Young Turk in old Rome: the Turkish director of the popular coming-out film Steam talks about his new film, His Secret Life, already a hit in Italy – film – film director Ferzan Ozpetek – Interview

Michael Giltz

Turkish-born film director Ferzan Ozpetek has turned crossing cultures into a signature style. His first movie, the surprise international hit Steam, was one of the few films about Turkey to be released in the United States and perhaps the only Turkish film that revolves around an Italian gay man’s coming-out. Ozpetek’s latest film, His Secret Life, crosses gay and straight cultures within his adopted home of Italy–where it has become another unexpected audience favorite.

“The distributors here in Italy said, `We’ll distribute it, but we don’t think it will be a success,'” says the openly gay director through a translator, on the telephone from Rome. “But more than 2 million people saw it–and for Italy, for an Italian film, that’s a big success. And having people talk about it, debate about it, change their ideas because of it, that was the biggest success.”

A subtle drama that marks a leap in quality for Ozpetek, His Secret Life is about a middle-class widow (Margherita Buy) who discovers her late husband had a parallel existence with a male lover named Michele (Stefano Accorsi). Once the shock wears off, she finds herself falling in love with the world of this young man and his extended circle of former lovers and flamboyant friends.

The film’s portrayal of this tight-knit group–with its casual inclusion of all varieties of sexuality–was new to Italian audiences. “It’s not common to see a family like that in Italy,” Ozpetek says. “Michele’s family is not a blood family but a family where someone can choose his relatives.”

Although no widows have been popping up on Ozpetek’s doorstep, His Secret Life is clearly a deeply personal work for the director. It was filmed in the Roman neighborhood where he’s lived for the past 25 years, and Michele’s apartment was filled with items from the homes of the director’s real-life friends.

Indeed, the film’s chosen family mirrors Ozpetek’s own, which developed during a 20-year relationship that has since ended. Although he has a new boyfriend, “I have a big family around me because I kept a relationship with everyone from that time,” Ozpetek says. “At a certain moment in the life of a man, you don’t have to close the relationships, you have to open them up.” Meaning a sexually open relationship? “Not like that,” he says. “One lover and many friends.”

The members of Ozpetek’s blood family–all of whom are still in Turkey–are his allies as well. “My family loves my films,” he says, pointing out that his two brothers (he also has a sister) have produced or distributed his last two movies in their homeland. (Ozpetek’s second film, Harem Suare, was not released in the United States.)

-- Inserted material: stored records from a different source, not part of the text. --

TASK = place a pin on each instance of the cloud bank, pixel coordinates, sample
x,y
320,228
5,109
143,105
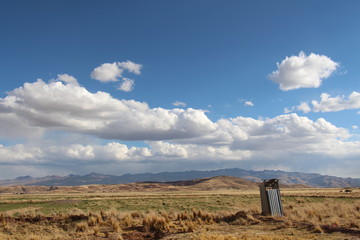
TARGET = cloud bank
x,y
303,71
177,137
331,104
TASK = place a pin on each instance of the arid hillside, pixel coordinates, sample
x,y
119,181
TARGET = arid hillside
x,y
203,184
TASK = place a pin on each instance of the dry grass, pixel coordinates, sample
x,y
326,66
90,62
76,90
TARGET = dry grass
x,y
305,218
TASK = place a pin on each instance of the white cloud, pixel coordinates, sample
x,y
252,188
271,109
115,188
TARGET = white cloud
x,y
286,140
127,85
72,108
107,72
288,110
338,103
304,106
111,72
303,71
331,104
175,136
130,66
179,104
67,79
249,103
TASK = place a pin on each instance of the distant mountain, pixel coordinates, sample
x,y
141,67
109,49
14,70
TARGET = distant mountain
x,y
310,179
203,184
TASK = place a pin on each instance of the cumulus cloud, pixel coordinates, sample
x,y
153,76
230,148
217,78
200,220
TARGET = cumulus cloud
x,y
72,108
335,104
303,71
331,104
67,79
112,72
179,104
249,104
304,106
173,136
127,85
286,140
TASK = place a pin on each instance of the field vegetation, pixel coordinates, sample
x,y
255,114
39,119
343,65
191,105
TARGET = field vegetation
x,y
218,214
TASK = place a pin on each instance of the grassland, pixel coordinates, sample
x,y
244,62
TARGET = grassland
x,y
219,214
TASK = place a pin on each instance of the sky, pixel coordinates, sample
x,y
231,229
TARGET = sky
x,y
118,87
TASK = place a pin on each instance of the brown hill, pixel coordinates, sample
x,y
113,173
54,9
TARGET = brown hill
x,y
216,183
203,184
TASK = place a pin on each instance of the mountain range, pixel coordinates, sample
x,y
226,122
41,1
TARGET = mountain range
x,y
289,178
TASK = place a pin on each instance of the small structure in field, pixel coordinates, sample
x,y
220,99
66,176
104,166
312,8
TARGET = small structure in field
x,y
271,198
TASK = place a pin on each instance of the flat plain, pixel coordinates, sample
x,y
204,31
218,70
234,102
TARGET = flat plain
x,y
155,211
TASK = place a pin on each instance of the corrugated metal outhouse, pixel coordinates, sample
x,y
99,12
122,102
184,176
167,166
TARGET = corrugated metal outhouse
x,y
271,198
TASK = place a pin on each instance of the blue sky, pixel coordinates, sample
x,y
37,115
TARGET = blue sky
x,y
148,86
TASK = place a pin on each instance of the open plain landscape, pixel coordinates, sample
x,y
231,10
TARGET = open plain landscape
x,y
211,208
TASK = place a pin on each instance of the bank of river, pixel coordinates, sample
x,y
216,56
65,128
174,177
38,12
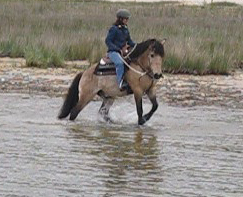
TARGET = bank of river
x,y
185,90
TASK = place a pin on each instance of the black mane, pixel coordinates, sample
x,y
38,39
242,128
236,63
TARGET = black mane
x,y
143,46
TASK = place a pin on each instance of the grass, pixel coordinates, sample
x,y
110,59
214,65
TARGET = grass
x,y
200,40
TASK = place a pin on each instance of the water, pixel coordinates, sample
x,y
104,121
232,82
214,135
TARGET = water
x,y
181,152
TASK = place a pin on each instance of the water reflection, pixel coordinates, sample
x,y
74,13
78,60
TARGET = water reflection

Ozpetek loves shooting movies so much, he says that when he’s consumed with one project the only way he can relax is to think about other movies he might make in the future. He must now be planning films number 5 and 6, then, since as we speak he has just begun filming his fourth film, The Opposite Window in Rome, the story of a young married couple who befriend an old Jewish man.

“But there is always something [in my films] about homosexuality,” he promises. “In the movies, I first saw something about the gay world in the John Huston film Reflections in a Golden Eye. Not just that movie, but every one I saw after that with a gay character, I thought the movies weren’t fair–the gay characters were bad. I’m trying to do something better.”

His films’ commercial success bodes well for his artistic mission, as does the fact that he’s enjoying life. “I’m 43,” Ozpetek says. “I like very much being in my 40s. When I was 30, I said, `Forty is an old man!’ But I’m very happy. Wait for 40. It’s wonderful.”

Giltz is a regular contributor to several periodicals, including the New York Post.